Kimi insanlar, bunun benzerinin Allah'ın kitabında da yer aldığını iddia eder ve Yüce Allah'ın:

"Bir şeriat ve bir yol tayin ettik." (Maide, 48) buyruğunu buna örnek gösterirlerse de, bu yanlıştır. Çünkü böyle bir iddia Kur'an-ı Kerîm'de olmadığı gibi, fasid konuşan bir kimsenin sözünde de bulunmaz, insanların bu türden söylediklerinin en ileri derecesi ise, lafzın taşıdığı anlamın farklılığıdır. Nitekim kimisi şairin şu sözlerinin böyle olduğunu iddia etmektedir:

"Hind ne iyidir! Hind'in bulunduğu bir toprak ne iyidir!
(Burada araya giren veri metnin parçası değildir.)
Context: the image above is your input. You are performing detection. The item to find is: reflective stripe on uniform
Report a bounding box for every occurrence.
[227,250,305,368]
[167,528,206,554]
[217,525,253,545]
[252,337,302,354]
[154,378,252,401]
Ve Hind'den bize gelen, uzaklık ve ırak olmaktır."

Burada bu iddianın sahipleri Mâide sûresinin 48. ayetinde geçen yol ve şeriat kelimelerinin aynı anlama geldiklerini iddia ederler ve bu iddialarına da şeriatın, yol anlamına gelen "minhac" la aynı anlama geldiğini delil gösterirler. Onlara muhalif olanlarsa şu cevabı verirler:

Uzak veya ırak olmak anlamına gelen « ﺍﻠﺒﻌﺩ » kelimesi uzak olmak « ﺍﻠﻨﺎﻯ » kelimesinden daha genel kapsamlıdır. Çünkü birinci kelime az veya çok, her türlü uzaklık için kullanılır. Ayrılık gibi kabul edilmektedir. İkinci kelime ise aradaki mesafenin fazla olduğu hallerde kullanılır.

Nitekim Yüce Allah (bunlardan birinci kelime ile aynı kökten gelen bir kelimeyi kullanarak) şöyle buyurmaktadır:

"Onlar hem ona uymaktan alıkoyar, hem kendileri de ondan uzaklaşırlar" (En'am, 26)

Buna göre onlar ister yakın ister uzak olsunlar, ondan yan çizdikleri ve ondan ayrı durdukları için kınanmaktadırlar. Yoksa hepsi de ondan (mesafe itibariyle) uzak değillerdir, özellikle de:

"Bu Ebû Tâlib hakkında nazil olmuştur" diyenlere göre bu böyle olur.